Do you as a native speaker of British English feel that Americanisms are in the process of replacing their British equivalents in British English?

4 Comments

  • Wynf Jones - 8 years ago

    I cringe whenever I hear British people say "gotten" or mention"cupcakes". This has always happened to some extent but in the past the traffic was more two-way. The internet's sped the process up ridiculously. We need to assert ownership of OUR language! The French protect their language, we should have the same pride. Step one would be for Brits everywhere to stop putting up with US spellings! Complain when Microsoft etc. foist them on us.
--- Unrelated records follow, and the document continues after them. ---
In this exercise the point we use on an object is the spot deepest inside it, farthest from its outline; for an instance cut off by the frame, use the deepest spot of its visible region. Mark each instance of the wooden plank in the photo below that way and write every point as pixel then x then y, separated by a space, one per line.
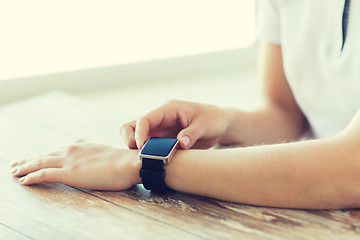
pixel 56 211
pixel 7 233
pixel 223 220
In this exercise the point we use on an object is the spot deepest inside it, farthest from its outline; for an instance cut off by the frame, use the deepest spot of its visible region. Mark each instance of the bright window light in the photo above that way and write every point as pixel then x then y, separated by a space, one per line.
pixel 42 36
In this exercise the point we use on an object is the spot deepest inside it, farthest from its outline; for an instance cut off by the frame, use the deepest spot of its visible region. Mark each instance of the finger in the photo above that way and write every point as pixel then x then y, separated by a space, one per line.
pixel 188 136
pixel 43 175
pixel 127 132
pixel 36 165
pixel 145 124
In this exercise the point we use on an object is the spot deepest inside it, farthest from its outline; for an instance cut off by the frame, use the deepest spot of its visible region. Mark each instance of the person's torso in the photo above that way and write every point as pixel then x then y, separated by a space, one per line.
pixel 325 80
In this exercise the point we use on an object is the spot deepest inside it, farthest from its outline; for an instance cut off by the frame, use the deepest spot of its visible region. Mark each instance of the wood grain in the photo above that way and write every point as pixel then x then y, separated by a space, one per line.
pixel 56 211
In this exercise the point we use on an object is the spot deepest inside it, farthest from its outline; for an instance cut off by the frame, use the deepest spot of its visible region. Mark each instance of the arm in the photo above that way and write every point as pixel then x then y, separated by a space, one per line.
pixel 317 174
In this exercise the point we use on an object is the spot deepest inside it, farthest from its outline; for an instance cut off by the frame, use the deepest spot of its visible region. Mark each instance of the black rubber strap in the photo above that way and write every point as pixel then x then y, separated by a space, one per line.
pixel 152 173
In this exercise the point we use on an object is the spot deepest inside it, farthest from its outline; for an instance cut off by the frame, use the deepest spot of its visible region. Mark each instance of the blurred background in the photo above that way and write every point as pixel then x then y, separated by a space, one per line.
pixel 130 55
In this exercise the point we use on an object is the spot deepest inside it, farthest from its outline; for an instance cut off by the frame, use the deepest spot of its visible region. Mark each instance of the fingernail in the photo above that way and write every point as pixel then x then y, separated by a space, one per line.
pixel 22 180
pixel 186 141
pixel 14 170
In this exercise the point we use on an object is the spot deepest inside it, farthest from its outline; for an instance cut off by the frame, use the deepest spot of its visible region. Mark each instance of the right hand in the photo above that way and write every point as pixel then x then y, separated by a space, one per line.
pixel 195 125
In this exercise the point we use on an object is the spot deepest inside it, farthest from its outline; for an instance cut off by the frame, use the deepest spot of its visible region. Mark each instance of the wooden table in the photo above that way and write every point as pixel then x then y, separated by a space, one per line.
pixel 56 211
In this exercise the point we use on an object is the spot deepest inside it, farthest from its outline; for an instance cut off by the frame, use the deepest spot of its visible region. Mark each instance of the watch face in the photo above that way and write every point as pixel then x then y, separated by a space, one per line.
pixel 161 147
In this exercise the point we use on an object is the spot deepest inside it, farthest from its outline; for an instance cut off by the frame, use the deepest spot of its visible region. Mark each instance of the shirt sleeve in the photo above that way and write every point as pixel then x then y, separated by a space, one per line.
pixel 268 21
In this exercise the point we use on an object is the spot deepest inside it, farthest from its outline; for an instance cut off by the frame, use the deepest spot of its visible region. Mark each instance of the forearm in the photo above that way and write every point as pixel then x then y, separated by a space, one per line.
pixel 271 124
pixel 318 174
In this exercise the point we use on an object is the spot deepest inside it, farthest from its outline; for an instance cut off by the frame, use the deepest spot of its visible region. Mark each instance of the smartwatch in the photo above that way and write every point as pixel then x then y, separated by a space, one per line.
pixel 156 153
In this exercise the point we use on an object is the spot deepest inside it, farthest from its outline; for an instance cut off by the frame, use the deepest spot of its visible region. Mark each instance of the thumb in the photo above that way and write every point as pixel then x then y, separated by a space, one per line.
pixel 189 136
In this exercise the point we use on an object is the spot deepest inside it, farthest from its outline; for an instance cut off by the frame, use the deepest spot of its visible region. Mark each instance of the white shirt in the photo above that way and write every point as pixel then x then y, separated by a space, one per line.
pixel 325 81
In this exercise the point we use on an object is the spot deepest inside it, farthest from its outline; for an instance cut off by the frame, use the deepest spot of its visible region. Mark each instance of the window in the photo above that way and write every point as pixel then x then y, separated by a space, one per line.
pixel 41 36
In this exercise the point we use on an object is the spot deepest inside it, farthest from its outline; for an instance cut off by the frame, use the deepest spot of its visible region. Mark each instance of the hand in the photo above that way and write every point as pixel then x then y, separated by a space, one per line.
pixel 195 125
pixel 84 165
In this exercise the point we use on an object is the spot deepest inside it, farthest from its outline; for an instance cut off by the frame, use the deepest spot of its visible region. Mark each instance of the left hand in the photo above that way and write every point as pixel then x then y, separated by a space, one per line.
pixel 83 165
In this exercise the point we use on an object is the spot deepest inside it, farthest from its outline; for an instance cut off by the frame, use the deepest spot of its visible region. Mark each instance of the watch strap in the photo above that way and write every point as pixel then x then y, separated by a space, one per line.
pixel 152 174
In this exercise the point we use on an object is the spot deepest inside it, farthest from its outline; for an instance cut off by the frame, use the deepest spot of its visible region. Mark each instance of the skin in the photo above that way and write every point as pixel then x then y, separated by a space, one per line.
pixel 314 174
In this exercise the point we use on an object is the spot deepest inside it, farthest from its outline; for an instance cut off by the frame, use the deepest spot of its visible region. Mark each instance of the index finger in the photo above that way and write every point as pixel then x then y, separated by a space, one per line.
pixel 127 132
pixel 160 116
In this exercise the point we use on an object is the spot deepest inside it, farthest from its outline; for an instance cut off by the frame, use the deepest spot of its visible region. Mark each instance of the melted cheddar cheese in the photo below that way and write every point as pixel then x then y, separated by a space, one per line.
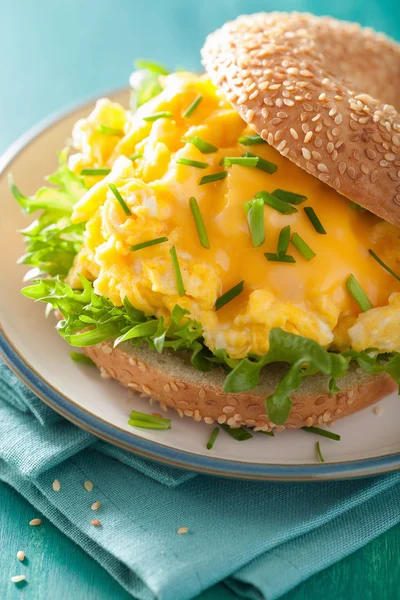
pixel 308 298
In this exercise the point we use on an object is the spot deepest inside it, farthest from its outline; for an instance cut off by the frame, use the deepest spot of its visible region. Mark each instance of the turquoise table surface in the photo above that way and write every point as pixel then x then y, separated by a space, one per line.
pixel 54 54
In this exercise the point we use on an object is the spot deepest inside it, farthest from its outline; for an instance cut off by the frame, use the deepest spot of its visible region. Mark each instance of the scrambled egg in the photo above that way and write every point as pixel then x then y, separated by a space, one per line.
pixel 308 298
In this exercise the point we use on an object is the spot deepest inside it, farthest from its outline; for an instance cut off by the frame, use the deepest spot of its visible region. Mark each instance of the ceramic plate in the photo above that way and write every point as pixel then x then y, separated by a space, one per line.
pixel 370 444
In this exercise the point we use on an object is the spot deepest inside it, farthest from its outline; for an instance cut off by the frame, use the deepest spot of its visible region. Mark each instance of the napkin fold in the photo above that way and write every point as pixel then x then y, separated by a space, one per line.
pixel 261 538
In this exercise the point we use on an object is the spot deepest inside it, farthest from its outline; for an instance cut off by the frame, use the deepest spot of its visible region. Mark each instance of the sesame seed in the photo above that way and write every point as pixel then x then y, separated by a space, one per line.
pixel 95 522
pixel 56 485
pixel 308 136
pixel 88 485
pixel 182 530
MS products for example have settngs for different versions of Portuguese, Spanish & Chinese, but US English is the only option in many pieces of software.

  • Philip Wade - 9 years ago

    In addition to individual words and phrases such as movie for film, smart for clever, fix for mend, be fired for be sacked, throw up for be sick, constructions like, "She just went out" for "she's

    In addition to words & phrases such as movie for film, smart for clever, fix for mend, be fired for be sacked, etc, constructions such as "She just went out" for "She's just gone out", & "I don't have for "I haven't (got)" have become commonplace in British English in recent years. It seems to be a one-way process.

  • tracy - 9 years ago

    Doing the dishes,doing the laundry,heads up!No just No!
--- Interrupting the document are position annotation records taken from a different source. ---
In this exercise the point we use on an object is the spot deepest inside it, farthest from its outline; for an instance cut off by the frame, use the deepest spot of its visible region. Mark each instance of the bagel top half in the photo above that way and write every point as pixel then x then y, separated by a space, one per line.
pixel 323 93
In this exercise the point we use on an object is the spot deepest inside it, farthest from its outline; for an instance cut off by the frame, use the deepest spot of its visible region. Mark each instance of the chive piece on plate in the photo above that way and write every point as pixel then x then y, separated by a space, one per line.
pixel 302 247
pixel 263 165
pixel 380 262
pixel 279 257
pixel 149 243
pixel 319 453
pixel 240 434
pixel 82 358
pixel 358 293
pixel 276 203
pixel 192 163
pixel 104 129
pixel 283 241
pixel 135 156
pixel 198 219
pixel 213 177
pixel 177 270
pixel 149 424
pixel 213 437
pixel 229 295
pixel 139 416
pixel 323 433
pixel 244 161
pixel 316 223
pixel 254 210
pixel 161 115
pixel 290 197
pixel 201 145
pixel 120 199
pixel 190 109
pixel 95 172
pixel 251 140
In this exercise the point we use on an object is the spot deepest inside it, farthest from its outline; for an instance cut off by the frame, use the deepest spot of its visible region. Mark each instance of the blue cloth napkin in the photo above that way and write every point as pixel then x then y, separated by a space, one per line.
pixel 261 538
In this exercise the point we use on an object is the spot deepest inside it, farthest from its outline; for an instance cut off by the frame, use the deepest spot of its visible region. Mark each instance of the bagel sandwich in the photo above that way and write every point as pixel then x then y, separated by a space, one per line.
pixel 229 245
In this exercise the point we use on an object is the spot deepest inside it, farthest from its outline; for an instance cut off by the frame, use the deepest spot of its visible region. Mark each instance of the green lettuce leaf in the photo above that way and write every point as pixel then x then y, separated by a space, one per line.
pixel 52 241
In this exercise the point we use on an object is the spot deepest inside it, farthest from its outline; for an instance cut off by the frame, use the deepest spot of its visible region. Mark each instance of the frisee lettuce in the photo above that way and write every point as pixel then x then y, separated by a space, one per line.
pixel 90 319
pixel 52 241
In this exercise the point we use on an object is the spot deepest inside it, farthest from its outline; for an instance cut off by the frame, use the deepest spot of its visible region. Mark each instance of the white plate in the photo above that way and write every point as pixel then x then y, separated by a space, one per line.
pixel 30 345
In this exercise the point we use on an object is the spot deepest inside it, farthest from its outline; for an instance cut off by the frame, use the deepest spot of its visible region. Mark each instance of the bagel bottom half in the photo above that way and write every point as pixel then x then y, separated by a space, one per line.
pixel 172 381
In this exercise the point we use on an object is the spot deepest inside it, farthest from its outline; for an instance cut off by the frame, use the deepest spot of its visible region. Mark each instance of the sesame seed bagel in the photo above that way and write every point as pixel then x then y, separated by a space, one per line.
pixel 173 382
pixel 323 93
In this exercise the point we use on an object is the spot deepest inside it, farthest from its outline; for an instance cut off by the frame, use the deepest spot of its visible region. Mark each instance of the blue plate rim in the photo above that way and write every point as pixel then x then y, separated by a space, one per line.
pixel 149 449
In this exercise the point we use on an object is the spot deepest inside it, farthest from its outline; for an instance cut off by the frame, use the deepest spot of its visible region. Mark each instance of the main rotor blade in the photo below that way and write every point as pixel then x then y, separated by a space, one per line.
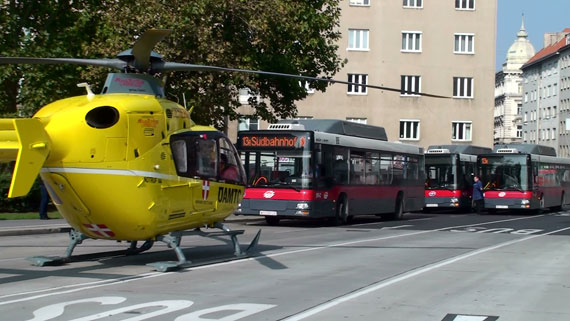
pixel 144 45
pixel 111 63
pixel 173 66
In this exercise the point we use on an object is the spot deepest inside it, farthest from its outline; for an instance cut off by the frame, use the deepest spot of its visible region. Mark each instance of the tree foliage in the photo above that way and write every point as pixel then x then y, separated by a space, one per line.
pixel 289 36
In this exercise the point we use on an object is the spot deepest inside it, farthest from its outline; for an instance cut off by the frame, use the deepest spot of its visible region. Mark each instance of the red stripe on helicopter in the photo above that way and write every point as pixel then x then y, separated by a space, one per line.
pixel 100 229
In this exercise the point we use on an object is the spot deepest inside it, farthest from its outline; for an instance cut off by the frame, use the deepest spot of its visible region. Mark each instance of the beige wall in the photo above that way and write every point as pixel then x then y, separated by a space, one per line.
pixel 437 64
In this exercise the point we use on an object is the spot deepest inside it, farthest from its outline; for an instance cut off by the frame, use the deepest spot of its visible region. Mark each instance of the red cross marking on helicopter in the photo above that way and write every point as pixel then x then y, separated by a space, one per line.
pixel 205 190
pixel 100 229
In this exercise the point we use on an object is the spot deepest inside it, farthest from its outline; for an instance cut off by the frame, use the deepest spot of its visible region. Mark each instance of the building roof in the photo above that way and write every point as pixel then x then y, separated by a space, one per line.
pixel 548 51
pixel 520 51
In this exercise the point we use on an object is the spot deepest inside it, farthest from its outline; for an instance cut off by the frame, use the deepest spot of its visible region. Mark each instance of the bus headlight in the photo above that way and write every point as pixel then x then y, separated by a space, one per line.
pixel 455 202
pixel 302 206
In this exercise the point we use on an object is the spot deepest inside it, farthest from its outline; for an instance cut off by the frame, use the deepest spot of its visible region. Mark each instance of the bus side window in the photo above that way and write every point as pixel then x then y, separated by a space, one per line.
pixel 386 169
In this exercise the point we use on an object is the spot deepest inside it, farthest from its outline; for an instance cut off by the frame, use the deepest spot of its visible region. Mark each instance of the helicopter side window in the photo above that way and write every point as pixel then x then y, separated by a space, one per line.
pixel 230 168
pixel 206 158
pixel 195 155
pixel 180 155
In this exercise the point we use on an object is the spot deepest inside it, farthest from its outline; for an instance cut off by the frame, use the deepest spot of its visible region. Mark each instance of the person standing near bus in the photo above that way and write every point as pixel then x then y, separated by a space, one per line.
pixel 477 194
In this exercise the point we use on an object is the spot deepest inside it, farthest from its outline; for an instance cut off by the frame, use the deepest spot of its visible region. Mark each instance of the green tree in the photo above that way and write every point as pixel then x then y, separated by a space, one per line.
pixel 289 36
pixel 37 28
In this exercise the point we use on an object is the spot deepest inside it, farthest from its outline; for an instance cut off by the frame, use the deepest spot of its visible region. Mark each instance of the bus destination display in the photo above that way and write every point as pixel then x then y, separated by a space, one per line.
pixel 283 141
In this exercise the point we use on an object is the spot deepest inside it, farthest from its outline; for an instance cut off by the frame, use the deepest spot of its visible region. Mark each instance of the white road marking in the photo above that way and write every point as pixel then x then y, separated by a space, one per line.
pixel 384 283
pixel 92 285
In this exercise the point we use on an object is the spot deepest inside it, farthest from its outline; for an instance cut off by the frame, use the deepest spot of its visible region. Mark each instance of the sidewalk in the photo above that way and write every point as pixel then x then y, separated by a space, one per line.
pixel 30 227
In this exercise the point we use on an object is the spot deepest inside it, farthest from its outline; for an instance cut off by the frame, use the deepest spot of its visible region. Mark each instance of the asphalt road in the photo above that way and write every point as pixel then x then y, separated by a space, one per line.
pixel 463 267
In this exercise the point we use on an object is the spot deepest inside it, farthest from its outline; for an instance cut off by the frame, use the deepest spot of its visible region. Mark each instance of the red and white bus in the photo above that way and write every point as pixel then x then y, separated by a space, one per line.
pixel 524 176
pixel 328 169
pixel 450 170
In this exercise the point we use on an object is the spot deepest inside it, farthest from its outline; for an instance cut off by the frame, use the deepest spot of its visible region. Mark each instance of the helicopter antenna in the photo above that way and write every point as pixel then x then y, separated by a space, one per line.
pixel 85 85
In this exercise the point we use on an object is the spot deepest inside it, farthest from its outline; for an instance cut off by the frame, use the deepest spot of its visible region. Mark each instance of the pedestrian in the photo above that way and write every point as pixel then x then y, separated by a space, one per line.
pixel 477 194
pixel 44 202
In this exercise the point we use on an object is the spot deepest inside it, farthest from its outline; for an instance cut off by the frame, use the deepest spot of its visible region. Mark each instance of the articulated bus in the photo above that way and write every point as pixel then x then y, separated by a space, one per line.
pixel 328 169
pixel 524 176
pixel 450 170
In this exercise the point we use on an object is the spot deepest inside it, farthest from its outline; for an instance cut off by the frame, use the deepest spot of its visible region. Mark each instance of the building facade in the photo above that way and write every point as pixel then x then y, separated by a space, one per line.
pixel 546 86
pixel 508 91
pixel 445 48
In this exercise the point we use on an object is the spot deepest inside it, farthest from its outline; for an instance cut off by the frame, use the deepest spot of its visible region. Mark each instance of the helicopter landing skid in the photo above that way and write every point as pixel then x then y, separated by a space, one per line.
pixel 173 241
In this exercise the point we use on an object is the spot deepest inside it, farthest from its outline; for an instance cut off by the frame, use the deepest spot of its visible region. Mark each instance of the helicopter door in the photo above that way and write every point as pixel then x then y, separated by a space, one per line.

  • Alison Gibbs - 10 years ago

    I regularly hear 'my children are in school' when people mean that their children are of school age and so 'go to school' or 'are at school' (depending on the situation).

    However, I also regularly hear Americans complaining about Britishisms in American English (particularly, apparently, in the form of British swearing). Maybe we're all just influencing each other more and a merged, more international form of English is evolving.